И почему, – о боже, почему Эш до сих пор вызывает у нее такие чувства? Он обладал некой животной притягательностью; именно поэтому она все эти годы избегала его общества. Сила влечения ослепила Ребекку и не дала понять, что этот мужчина ей совсем не подходит. Он был лжецом. Дважды лжецом, и более того.
Ребекка кашлянула, чтобы прочистить горло.
– Сколько времени? – спросила она.
– Почти полночь. Как ты себя чувствуешь? Мне нужно отвезти тебя в Клинтон?
Поездка от его ранчо займет почти час – в темноте, по плохой дороге. И пункт «Скорой помощи» будет закрыт. Им придется звонить в 911 и договариваться о вызове врача. Это напомнило Ребекке о том, что здесь каждый должен сам заботиться о себе.
– Я… должно быть, я вырубилась.
Кривая улыбка.
– Ты спала как младенец.

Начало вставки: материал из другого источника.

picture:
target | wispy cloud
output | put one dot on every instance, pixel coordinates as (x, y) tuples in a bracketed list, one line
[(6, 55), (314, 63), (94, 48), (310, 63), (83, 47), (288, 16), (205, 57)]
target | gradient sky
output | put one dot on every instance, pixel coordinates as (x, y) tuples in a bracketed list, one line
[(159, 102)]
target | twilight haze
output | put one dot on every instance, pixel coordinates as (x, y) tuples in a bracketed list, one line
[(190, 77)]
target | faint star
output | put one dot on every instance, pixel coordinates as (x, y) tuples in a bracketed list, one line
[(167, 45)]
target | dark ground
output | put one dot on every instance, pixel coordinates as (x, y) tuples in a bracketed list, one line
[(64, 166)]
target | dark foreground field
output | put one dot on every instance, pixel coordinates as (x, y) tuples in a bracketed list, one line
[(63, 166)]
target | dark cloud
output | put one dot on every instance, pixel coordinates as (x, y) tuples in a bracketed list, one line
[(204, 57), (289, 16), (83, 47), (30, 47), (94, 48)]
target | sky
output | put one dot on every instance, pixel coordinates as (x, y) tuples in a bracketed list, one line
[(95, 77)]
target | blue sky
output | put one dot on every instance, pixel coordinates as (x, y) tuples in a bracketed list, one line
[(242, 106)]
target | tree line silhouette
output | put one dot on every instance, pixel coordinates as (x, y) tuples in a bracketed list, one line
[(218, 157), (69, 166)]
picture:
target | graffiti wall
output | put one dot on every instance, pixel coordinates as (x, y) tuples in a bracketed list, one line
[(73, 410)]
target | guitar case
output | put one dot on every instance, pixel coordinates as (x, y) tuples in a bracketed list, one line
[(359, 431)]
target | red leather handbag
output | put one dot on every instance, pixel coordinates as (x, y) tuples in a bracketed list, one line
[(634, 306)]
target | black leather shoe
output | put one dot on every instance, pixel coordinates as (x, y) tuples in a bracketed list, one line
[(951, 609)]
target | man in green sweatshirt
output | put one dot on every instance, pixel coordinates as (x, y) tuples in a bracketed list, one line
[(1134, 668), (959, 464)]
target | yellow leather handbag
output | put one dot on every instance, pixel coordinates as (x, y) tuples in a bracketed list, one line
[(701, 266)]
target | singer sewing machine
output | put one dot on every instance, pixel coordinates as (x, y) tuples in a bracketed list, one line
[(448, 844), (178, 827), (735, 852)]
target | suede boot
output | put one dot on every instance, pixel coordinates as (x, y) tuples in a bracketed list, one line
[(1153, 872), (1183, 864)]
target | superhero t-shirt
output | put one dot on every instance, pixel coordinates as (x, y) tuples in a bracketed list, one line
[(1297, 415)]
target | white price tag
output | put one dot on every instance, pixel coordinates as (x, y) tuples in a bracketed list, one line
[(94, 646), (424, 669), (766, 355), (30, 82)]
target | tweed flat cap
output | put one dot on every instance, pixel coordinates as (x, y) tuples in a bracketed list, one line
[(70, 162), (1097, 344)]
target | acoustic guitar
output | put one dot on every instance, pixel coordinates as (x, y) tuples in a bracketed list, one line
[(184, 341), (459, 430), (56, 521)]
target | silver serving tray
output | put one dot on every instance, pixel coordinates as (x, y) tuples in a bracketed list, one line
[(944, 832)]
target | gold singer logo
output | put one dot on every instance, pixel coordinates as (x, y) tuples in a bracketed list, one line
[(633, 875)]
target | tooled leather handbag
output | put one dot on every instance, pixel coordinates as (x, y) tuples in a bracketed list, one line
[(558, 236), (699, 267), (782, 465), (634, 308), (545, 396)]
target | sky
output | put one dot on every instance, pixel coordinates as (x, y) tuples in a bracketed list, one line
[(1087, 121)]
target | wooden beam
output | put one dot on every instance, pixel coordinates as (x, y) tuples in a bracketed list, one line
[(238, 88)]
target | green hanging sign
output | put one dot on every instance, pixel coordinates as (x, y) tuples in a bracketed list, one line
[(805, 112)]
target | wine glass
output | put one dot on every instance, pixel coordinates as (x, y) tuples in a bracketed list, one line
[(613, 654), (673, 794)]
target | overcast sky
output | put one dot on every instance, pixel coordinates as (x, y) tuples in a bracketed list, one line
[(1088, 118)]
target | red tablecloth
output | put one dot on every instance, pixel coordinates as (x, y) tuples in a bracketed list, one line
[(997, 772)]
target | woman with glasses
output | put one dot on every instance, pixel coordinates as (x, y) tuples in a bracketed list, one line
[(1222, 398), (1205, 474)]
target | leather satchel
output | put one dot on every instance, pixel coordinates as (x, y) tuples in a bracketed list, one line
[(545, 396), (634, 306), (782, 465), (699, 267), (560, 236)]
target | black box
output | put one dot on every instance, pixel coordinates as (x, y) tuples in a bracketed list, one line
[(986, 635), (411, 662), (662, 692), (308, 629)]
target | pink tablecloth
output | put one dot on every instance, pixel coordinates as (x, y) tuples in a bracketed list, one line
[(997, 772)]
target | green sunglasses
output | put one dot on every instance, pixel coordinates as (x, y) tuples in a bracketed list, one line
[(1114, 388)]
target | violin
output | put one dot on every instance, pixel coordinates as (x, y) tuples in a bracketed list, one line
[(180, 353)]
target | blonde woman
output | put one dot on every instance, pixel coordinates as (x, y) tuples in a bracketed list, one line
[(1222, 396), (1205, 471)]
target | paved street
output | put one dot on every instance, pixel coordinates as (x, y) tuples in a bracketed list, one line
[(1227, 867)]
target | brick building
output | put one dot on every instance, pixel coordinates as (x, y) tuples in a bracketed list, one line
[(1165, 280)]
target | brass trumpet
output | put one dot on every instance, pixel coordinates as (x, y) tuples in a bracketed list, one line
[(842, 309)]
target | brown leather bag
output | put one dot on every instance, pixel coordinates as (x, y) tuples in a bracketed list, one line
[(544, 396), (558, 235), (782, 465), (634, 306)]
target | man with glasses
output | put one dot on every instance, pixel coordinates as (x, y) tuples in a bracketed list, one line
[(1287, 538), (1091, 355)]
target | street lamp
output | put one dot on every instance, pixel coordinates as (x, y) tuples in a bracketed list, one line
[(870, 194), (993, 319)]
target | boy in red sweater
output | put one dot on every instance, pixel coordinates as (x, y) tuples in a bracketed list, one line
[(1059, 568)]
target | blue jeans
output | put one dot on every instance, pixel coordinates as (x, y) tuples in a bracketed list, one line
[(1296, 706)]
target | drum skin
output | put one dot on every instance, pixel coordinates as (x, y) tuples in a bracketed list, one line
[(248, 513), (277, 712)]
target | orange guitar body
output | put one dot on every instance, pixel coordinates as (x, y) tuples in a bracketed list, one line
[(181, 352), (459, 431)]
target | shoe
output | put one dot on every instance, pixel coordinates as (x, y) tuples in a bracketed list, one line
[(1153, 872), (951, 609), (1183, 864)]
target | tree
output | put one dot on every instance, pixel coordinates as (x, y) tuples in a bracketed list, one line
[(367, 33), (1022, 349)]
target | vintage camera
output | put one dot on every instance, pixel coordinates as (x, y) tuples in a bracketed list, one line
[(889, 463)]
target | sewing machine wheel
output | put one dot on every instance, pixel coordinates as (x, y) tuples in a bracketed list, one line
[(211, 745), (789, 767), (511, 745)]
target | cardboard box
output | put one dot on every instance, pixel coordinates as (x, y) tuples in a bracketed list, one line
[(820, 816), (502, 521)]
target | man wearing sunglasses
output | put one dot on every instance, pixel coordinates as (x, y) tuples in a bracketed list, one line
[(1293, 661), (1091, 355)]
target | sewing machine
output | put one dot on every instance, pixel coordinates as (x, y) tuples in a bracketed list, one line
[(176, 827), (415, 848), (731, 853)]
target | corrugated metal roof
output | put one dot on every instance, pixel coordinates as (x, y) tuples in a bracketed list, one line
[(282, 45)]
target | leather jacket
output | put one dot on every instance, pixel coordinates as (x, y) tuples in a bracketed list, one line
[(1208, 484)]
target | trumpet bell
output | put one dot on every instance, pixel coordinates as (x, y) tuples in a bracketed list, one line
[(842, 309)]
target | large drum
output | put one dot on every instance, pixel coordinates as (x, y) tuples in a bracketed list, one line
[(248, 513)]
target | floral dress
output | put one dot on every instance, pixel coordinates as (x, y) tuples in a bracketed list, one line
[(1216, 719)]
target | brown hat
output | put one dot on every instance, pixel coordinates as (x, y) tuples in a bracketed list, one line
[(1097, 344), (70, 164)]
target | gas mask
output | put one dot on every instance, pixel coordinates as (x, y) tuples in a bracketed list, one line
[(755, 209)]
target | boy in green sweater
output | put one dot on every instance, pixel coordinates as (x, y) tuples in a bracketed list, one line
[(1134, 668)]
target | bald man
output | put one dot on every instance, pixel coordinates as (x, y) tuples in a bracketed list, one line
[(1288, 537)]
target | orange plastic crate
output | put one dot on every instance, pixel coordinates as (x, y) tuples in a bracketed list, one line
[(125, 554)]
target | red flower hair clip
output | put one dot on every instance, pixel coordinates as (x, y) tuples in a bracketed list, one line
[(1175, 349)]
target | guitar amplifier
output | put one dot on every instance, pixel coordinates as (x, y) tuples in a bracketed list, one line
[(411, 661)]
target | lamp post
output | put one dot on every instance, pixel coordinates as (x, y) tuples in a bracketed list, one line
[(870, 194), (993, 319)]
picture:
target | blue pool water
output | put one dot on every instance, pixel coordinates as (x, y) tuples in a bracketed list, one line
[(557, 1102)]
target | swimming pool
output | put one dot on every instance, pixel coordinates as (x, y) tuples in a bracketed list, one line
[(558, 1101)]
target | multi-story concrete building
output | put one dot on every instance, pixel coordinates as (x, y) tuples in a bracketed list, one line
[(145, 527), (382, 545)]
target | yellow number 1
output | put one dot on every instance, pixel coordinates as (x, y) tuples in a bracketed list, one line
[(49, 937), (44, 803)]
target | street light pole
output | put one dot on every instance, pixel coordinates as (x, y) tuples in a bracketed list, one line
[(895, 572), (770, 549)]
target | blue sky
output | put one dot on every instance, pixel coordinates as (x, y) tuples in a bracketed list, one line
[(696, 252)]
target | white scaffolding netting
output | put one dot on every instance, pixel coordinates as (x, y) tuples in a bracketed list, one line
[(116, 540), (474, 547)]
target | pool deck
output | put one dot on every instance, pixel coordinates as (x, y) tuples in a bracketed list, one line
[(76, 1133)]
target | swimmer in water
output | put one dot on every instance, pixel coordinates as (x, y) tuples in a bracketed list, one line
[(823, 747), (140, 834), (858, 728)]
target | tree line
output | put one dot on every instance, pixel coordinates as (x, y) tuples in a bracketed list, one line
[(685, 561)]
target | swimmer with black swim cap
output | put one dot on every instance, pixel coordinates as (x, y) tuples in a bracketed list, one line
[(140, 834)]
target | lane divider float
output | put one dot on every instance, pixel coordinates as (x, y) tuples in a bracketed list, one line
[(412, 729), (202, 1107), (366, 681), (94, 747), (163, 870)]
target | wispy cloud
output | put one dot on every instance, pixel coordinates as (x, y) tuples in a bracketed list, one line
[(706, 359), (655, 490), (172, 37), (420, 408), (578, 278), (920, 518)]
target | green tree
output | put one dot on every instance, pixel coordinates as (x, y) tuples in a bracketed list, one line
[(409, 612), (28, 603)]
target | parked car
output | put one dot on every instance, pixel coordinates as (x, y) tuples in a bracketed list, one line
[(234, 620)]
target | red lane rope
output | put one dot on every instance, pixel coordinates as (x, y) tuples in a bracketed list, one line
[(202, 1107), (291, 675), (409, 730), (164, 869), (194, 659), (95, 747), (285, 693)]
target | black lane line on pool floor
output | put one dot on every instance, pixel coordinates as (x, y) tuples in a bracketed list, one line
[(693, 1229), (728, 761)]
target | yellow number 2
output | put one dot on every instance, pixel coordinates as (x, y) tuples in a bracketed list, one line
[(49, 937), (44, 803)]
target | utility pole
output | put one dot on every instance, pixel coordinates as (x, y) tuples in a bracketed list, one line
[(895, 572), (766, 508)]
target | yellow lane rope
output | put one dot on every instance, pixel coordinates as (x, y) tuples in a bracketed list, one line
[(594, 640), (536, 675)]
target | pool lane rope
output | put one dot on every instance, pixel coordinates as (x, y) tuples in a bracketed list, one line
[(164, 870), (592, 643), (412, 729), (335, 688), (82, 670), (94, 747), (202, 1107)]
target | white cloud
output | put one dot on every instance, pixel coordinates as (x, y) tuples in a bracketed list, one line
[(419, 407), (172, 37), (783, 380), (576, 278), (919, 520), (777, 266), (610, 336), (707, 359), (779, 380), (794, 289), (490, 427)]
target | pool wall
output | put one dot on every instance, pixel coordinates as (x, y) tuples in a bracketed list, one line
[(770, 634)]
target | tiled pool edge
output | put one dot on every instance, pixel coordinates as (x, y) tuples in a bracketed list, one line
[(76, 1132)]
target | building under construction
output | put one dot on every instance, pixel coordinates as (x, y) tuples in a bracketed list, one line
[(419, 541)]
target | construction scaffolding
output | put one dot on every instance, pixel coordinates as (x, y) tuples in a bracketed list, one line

Должно быть, сильно устала.
В Ребекке всколыхнулось желание все рассказать Эшу. О том, каким нелегким было ее возвращение домой через снежные бураны. О том, как она едва не утратила власть над собой при виде тела своего отца. О том, насколько измученной она была в эмоциональном отношении. Но она удержалась, когда вспомнила обстоятельства и причины своего появления здесь, в его доме.
– Эш, что заставило тебя вернуться на ранчо моего отца? Как получилось, что ты нашел меня?
– Я иногда поднимаюсь на холм-останец с плоской вершиной возле Броукен-Бар. В ясные холодные вечера там открывается потрясающий вид на долину. – Эш немного помолчал. – Мне нужно было подумать.
«После встречи с тобой». Невысказанные слова повисли в воздухе между ними.
– Я хотел подняться повыше. Потом, когда взошла луна, я увидел блеск металла рядом с бывшим домом твоего отца. Мне показалось, что это автомобиль, и я решил проверить до возвращения домой. – Он сделал короткую паузу. – Ты могла там умереть.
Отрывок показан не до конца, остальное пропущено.